Still there seemed something exhilarating in the little outburst of elegance, ease and harmless “extravagance.” For once, surely, Florence would be quite satisfied. And certainly Mrs. Brand’s glance swept all over Lucy, from her little comb to her very shoes, even before she kissed her.
Mrs. Brand was not yet in her drawing-room awaiting her guests, but in her own apartment completing her dinner toilet. A tired sullen-looking servant was in attendance, and was curtly dismissed by her mistress when Lucy came in.
“It’s getting late, Lucy,” said Mrs. Brand, “and the few minutes we can have now is all the time we shall enjoy together. If I want a hand, you’ll help me, won’t you? I’m glad to get rid of Sophy, she’s so stupid and clumsy.”
“You haven’t started a maid, have you, Flo?” asked Mrs. Challoner.
Her sister looked at her, half-bewildered, then replied—
“No, that’s the parlour-maid. I know what you are thinking—that she will soon be telling me ‘it is not her place’ to push in a hairpin, or fasten a hook. I ought to have a proper maid, I know. But when I said so to Jem, he said there were already six women in the house to help his wife to do her part of the partnership, while to get the money which keeps the whole affair floating, there are only himself and two clerks. Jem turns that way sometimes. It’s very ridiculous of him. But he generally comes right by-and-by. Men do, if one knows how to manage them. The crosser he is the sooner it’s over, and the more sorry he is, and the more ready to make amends.”

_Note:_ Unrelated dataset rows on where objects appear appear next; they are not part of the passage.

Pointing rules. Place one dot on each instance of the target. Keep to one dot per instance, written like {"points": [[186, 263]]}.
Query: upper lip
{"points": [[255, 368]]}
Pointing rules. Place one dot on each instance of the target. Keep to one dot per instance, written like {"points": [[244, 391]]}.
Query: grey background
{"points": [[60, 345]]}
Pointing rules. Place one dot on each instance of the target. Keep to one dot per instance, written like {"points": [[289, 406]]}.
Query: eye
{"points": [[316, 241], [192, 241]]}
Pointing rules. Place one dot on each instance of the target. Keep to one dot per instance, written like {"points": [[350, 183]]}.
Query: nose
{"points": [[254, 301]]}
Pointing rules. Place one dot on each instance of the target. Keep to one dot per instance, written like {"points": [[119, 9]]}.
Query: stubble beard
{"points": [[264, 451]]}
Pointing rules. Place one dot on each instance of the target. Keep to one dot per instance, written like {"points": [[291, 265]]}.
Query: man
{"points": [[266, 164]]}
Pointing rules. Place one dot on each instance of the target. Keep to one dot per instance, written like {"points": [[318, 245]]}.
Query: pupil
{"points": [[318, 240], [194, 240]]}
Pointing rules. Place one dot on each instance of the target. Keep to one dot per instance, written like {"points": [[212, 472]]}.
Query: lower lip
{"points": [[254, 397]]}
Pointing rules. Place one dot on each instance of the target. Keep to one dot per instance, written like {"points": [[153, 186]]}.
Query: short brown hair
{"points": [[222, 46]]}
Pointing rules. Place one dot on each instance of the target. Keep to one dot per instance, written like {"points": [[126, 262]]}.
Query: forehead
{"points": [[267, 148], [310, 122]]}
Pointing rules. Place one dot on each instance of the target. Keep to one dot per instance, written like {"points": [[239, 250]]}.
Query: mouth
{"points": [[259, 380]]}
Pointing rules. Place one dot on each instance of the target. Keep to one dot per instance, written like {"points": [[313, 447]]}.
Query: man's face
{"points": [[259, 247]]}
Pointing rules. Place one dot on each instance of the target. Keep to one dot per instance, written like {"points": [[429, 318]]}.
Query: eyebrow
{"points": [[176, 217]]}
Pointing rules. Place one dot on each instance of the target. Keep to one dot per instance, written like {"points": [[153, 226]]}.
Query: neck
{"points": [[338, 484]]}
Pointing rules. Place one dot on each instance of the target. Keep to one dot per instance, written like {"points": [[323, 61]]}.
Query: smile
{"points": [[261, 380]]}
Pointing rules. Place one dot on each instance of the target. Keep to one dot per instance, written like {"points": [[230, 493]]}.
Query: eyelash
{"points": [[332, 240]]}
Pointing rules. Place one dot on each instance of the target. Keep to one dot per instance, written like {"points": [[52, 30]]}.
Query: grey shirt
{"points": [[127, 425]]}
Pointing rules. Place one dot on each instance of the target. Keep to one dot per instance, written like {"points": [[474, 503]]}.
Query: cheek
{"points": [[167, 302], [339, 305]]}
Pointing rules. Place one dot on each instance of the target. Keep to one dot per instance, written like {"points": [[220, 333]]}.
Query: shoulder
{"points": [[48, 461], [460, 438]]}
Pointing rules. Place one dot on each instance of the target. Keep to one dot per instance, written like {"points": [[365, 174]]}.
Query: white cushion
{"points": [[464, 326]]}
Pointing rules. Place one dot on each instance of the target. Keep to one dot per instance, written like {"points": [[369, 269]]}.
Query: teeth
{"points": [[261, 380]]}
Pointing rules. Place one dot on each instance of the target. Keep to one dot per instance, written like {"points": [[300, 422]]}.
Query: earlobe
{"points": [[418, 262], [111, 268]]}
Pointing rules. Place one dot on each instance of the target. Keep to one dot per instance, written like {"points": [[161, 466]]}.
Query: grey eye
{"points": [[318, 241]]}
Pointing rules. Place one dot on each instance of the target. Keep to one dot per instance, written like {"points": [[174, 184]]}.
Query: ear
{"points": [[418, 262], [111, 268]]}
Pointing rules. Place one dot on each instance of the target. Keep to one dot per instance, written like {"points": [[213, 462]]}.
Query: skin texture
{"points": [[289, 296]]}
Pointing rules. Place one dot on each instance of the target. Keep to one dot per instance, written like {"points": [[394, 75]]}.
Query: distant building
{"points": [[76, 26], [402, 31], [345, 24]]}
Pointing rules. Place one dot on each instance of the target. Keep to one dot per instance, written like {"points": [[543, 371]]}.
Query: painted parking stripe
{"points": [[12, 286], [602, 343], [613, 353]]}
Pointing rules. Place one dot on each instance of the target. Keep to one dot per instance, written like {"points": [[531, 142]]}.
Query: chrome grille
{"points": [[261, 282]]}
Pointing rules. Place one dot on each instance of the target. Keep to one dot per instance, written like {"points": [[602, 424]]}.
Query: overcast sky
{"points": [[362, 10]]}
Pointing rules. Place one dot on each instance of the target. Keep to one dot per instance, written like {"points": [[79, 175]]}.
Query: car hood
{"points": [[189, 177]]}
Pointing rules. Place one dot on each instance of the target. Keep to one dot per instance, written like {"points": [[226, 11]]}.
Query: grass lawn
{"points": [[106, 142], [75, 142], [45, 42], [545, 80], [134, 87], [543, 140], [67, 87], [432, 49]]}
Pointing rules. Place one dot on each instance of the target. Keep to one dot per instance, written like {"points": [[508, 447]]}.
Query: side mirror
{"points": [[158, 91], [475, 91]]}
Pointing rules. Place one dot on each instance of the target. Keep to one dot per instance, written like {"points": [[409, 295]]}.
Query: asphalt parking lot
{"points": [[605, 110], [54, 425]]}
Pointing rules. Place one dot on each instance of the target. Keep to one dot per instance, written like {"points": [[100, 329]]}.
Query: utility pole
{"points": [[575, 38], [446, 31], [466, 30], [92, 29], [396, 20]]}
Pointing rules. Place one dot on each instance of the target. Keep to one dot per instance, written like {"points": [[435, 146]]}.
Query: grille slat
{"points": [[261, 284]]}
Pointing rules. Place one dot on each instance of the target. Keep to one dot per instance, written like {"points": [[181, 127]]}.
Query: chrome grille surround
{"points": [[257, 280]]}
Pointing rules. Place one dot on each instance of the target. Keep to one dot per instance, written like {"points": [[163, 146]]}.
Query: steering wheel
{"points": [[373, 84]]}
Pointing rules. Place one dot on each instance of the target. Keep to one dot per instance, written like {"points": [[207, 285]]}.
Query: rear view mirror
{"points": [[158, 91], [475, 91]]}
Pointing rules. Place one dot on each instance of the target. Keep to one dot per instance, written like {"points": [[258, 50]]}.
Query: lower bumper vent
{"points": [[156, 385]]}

“But six women, Flo?” echoed Lucy, “Is it really so? That’s an increase, isn’t it?”
“Six women and a boy—the page,” Florence returned in a stage whisper. “Jem actually forgot all about him, for, of course, he should have counted in somewhere, either on my side or Jem’s.”
“That’s an increased contingent, isn’t it?” asked Lucy.
“Well, yes, I believe it is. I’ve not seen you for such a time. There’s cook and her scullery-maid, and the housemaid, and the parlour-maid, and the schoolroom-maid, and the nursery governess. And it is not one more than is needed. Mrs. Jinxson, next door, has only one child, but she has seven women servants, and a footman instead of a boy. And she wasn’t brought up as we were, Lucy. She was quite a common person. You can see that still, under all the veneer. You’ll meet her to-night. I say, Lucy, how nice you look! How do you manage it? I believe the fairies dress you sometimes! I am so glad you’ve come. It is such folly of you to tie yourself up to Hugh. Why, a queen’s children have to be left to servants sometimes. I don’t think you had any high hopes of your present girl, but I suppose she is giving you satisfaction, and is turning out a swan, as geese have a knack of doing under your hands.”
Lucy was not quite proof against Florence’s little flatteries. They reminded her of old times. She answered playfully—
“My ‘present girl,’ as you call her—you must mean Jane Smith—is now my past girl, and is represented by another who is a woman of about forty.”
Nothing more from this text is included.